I scowled. It just didn't make any sense! "Think? I've been trying to do just that for the last hour and it's apparently not helping." I took another stab at it. "Frustrated but not bitter?"

She laughed. "You are so damn lucky, but you're still not getting it. You're overthinking it. It's 'bitter but not frustrated.' I'll invert it if you get it wrong."

"But if I got it," I countered, "how can you say I'm not getting it?"

She shrugged. "If you got it, you'd get it every time. I can see the pattern you're using and that's not it. It's amazing that you're so lucky with it, though."

I sat back, dejected. "Riddles but no answers."

"You're toying with me, right?"

"No," I almost shouted. "I just don't get it! That last was cynicism."

"Well, it was right."

"ARRRRGH!"

Normally I'm good at riddles and puzzles of most types. When I was a kid I had this unique gift for picking out and unraveling patterns and themes, like Colin Laney in William Gibson's "Idoru." This is why it's so easy for me to come up with metaphors when I'm trying to explain something to people and they're just not getting the basic concept from my own perspective. We speak in metaphors so much, as a species, and we never really notice it. We take words for granted as having a meaning at face value, but not looking into their depth and realizing the hidden pearls within. In the Baha'i Faith, it is a common sort of cliché, first uttered by the founder's son, Abdu'l-Baha, that every word has "seventy-plus-two meanings." Seventy-two meanings for each word in any language or just for the Persian languages? This is a question I wish someone had bothered to ask him when he was still alive. He probably would've answered with a cryptic, "Yes." But, then again, that's what religious leaders do, right? They mystify people.

This woman is no religious leader, but she continually mystifies me to the Nth degree, far more often than she has a right to.
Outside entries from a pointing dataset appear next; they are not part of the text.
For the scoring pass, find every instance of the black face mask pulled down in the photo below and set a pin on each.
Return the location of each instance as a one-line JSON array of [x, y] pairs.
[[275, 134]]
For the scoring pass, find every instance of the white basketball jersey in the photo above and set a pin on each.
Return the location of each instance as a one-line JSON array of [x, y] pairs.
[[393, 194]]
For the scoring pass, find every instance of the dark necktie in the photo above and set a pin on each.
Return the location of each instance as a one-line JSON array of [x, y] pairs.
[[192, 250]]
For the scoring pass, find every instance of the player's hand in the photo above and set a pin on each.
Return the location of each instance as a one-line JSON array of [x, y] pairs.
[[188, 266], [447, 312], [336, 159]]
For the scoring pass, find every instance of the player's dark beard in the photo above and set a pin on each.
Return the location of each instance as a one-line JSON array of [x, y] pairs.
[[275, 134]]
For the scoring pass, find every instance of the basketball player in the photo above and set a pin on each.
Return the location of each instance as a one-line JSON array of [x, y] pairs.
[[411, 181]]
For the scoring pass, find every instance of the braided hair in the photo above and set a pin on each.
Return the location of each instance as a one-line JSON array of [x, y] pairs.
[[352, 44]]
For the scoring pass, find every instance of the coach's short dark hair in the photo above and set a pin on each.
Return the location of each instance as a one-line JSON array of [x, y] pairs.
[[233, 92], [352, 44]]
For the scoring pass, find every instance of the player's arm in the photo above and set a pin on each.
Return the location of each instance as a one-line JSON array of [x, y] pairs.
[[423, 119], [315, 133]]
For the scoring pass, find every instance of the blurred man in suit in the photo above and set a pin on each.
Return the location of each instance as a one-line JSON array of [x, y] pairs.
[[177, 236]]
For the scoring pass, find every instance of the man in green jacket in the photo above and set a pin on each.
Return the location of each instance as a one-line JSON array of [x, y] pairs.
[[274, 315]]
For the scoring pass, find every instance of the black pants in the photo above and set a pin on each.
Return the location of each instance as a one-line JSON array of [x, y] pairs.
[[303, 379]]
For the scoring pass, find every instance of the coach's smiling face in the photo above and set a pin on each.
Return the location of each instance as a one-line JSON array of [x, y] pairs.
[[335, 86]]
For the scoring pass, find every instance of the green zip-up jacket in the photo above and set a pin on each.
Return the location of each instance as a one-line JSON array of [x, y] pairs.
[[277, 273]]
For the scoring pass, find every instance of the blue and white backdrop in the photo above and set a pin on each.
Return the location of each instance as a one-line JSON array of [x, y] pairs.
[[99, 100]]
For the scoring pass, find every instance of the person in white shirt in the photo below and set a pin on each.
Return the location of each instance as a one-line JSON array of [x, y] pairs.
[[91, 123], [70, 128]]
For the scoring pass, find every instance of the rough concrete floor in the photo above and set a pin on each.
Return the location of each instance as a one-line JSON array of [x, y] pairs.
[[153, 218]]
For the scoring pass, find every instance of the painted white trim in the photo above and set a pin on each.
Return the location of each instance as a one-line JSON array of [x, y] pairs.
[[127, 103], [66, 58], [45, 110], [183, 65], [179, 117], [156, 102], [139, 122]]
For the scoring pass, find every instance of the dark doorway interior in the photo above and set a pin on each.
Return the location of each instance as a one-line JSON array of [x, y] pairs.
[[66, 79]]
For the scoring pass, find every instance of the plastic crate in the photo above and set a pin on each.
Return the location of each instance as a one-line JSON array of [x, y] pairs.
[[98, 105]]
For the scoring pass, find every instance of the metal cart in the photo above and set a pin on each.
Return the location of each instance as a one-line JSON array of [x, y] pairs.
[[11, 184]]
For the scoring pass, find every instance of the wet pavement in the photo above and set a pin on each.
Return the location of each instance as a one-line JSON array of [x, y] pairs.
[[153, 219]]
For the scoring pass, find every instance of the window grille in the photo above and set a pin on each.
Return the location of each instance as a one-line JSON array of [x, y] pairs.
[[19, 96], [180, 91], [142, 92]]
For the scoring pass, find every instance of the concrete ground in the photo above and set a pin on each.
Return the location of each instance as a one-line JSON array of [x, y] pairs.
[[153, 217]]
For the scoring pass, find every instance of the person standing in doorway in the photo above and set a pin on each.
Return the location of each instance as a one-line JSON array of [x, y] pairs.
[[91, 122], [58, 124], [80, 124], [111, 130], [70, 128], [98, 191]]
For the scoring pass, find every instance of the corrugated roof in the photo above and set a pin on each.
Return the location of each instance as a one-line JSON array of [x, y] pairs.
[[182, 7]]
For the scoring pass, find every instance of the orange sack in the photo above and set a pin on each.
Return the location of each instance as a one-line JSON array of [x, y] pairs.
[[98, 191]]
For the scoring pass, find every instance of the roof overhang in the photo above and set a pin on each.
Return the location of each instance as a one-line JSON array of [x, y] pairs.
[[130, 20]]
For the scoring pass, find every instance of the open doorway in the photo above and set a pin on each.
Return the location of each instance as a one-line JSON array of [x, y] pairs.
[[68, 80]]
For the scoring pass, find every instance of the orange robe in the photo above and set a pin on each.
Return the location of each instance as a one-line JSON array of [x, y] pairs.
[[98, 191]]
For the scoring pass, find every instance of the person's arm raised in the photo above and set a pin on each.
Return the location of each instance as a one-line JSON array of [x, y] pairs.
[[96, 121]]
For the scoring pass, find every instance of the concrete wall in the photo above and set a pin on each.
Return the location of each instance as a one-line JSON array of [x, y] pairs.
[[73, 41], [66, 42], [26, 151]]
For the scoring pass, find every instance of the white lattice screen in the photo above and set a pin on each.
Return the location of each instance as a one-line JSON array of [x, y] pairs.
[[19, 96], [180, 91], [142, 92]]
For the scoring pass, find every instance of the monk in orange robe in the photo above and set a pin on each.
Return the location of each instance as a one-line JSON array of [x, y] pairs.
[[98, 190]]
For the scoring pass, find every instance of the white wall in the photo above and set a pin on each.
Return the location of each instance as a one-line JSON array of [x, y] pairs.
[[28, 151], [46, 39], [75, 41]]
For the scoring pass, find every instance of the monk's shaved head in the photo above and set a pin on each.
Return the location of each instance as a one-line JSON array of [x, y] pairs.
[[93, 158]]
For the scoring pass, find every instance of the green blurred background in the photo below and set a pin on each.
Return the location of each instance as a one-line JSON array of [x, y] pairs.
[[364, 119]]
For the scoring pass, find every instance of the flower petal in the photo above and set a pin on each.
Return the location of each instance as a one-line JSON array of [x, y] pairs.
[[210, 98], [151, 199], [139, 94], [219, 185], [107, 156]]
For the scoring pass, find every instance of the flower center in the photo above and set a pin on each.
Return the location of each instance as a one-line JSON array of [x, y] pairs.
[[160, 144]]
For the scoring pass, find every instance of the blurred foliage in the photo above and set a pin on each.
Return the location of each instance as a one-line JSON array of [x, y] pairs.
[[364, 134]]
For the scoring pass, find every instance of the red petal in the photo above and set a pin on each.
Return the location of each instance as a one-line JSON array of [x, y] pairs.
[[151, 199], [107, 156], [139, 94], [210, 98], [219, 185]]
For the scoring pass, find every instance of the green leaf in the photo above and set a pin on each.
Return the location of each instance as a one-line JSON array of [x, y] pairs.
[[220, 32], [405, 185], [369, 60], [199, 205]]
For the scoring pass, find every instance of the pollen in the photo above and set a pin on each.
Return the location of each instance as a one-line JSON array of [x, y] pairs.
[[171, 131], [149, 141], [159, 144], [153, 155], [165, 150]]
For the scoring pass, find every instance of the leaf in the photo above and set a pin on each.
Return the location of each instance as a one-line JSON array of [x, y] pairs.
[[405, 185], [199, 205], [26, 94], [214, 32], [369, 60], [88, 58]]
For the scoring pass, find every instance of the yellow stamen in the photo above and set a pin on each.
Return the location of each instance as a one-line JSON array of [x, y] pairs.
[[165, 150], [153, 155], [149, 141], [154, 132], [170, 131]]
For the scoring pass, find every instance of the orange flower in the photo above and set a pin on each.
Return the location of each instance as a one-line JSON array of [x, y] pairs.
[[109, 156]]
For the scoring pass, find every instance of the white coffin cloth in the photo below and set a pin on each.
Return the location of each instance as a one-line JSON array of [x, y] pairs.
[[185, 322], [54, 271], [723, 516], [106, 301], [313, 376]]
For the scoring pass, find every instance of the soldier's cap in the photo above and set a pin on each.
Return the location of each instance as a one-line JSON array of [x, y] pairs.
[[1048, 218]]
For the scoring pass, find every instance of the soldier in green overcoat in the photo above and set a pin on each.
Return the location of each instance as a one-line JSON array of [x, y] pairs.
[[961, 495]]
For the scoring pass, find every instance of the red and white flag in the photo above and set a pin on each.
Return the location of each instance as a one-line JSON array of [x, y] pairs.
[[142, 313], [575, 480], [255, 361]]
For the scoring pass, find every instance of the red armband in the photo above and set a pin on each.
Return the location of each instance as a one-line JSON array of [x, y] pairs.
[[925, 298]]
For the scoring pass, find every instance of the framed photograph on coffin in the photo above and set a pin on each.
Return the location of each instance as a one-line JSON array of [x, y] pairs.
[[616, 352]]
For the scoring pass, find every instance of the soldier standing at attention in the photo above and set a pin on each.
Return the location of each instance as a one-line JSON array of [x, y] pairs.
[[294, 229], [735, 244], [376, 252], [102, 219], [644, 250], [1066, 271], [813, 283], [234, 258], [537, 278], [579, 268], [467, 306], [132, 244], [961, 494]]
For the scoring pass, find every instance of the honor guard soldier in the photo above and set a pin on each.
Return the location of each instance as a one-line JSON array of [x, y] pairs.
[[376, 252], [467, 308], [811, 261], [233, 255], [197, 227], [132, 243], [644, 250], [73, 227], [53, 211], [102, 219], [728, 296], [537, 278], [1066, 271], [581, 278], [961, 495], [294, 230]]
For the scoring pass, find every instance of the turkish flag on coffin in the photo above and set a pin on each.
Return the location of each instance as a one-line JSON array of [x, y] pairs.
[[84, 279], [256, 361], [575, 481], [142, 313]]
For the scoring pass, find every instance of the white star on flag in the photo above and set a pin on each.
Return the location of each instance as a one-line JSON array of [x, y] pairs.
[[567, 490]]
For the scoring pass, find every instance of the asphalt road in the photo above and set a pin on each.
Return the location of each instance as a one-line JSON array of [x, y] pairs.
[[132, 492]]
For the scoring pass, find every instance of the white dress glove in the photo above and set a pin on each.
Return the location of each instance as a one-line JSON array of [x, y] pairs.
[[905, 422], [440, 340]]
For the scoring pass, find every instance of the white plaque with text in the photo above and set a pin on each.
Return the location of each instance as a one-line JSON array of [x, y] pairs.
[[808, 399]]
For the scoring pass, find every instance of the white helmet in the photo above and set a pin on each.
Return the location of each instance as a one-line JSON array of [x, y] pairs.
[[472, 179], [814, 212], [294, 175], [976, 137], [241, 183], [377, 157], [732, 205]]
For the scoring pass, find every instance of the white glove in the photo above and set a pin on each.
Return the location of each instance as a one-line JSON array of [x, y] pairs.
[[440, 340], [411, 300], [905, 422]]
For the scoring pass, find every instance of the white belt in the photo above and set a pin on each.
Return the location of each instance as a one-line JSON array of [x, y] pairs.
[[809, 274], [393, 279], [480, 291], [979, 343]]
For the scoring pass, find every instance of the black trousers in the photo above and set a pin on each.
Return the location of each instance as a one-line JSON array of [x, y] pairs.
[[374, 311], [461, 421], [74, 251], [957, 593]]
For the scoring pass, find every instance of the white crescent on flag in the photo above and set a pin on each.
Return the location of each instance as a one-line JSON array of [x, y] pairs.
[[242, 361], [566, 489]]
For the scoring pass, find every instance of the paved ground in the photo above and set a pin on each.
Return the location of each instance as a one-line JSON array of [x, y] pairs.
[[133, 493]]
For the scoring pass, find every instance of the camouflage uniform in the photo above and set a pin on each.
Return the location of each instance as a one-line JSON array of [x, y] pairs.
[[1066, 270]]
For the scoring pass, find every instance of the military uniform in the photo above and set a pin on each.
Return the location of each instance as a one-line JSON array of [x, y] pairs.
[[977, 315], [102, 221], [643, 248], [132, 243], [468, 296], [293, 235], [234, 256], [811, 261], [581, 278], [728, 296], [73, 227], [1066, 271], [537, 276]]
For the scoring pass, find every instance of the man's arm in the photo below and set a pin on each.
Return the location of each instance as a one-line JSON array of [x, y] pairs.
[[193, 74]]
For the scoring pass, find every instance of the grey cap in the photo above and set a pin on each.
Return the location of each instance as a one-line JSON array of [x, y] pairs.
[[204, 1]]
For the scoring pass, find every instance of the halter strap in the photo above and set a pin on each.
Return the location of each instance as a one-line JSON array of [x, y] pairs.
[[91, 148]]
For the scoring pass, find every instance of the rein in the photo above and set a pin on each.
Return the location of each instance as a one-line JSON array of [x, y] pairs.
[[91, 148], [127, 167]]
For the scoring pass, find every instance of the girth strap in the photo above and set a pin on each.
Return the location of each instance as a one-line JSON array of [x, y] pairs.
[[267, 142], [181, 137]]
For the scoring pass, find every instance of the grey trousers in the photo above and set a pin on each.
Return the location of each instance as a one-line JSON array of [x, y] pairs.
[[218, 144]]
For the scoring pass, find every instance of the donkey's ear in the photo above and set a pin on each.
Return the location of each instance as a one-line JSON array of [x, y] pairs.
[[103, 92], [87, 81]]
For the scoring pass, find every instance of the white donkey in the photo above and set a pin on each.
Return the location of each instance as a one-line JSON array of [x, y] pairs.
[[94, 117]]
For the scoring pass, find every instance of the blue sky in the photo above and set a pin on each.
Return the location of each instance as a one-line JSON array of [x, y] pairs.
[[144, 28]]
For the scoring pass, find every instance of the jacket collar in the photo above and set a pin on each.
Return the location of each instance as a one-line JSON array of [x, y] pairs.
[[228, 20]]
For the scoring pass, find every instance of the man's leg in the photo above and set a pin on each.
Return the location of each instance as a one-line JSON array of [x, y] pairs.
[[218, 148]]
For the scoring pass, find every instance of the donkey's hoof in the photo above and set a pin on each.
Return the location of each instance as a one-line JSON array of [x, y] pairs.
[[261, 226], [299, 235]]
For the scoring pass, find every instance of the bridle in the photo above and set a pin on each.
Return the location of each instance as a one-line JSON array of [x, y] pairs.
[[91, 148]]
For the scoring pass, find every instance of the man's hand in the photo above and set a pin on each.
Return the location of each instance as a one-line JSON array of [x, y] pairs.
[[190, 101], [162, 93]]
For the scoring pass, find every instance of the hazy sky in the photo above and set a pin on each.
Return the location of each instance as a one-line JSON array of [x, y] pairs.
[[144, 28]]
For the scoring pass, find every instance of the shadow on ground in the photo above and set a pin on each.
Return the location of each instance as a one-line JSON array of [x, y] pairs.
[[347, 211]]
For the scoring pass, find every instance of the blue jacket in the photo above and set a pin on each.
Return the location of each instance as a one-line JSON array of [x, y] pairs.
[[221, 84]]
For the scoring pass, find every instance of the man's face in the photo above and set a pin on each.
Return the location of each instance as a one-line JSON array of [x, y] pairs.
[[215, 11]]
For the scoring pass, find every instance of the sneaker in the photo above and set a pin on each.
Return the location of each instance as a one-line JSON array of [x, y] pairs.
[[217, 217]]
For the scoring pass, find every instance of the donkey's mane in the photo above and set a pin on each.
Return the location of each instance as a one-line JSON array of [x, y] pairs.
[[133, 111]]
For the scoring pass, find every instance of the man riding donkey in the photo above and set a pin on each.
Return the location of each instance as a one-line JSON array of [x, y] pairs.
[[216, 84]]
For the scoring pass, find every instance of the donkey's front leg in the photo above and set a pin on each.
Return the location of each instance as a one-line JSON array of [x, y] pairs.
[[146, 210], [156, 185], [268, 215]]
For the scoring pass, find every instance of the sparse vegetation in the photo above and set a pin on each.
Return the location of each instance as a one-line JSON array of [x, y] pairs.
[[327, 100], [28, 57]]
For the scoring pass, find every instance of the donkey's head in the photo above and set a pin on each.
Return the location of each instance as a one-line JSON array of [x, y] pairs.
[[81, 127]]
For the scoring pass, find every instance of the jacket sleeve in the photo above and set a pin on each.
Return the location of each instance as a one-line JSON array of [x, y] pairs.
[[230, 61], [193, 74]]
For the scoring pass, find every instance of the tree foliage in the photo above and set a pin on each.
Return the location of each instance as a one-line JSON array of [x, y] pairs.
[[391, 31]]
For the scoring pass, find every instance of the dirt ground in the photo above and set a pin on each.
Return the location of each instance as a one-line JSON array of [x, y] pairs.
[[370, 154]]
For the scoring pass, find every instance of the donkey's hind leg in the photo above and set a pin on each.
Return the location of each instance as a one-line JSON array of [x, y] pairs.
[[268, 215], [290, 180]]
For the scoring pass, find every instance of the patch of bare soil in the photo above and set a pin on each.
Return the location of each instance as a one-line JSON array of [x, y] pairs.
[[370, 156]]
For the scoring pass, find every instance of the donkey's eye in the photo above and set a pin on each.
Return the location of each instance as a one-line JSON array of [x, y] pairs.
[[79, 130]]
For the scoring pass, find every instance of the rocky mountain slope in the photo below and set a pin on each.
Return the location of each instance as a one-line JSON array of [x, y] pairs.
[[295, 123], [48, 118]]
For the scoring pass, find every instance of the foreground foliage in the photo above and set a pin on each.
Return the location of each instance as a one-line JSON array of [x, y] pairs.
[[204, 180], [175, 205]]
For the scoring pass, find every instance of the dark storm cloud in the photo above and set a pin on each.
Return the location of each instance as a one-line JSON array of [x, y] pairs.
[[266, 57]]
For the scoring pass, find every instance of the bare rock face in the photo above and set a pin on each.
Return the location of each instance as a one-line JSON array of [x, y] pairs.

I played this game with her last night like a gladiator with wall-eye vision. Hit, hit, hit, hit; miss, miss, miss; hit, hit; miss- drunken battle ship ("War but not battle?" "No. Battle but not the war." "Oh. Certainly. Of course. How stupid of me."). I did it for nearly two hours before I threatened mental suicide and she finally told me. When I saw her explanation, it hit me like a train of thought wreck. Apparently, I'd thought of the pattern she'd shown me, and dismissed it as being way too simple. A complex mind never likes to think simply. Ask Einstein, he'll back me up on that one. When I got it, though, when I was led to the truth ("A horse led to water," she called me), she and I began to torture everyone present. It's a fun game, once you know the rules.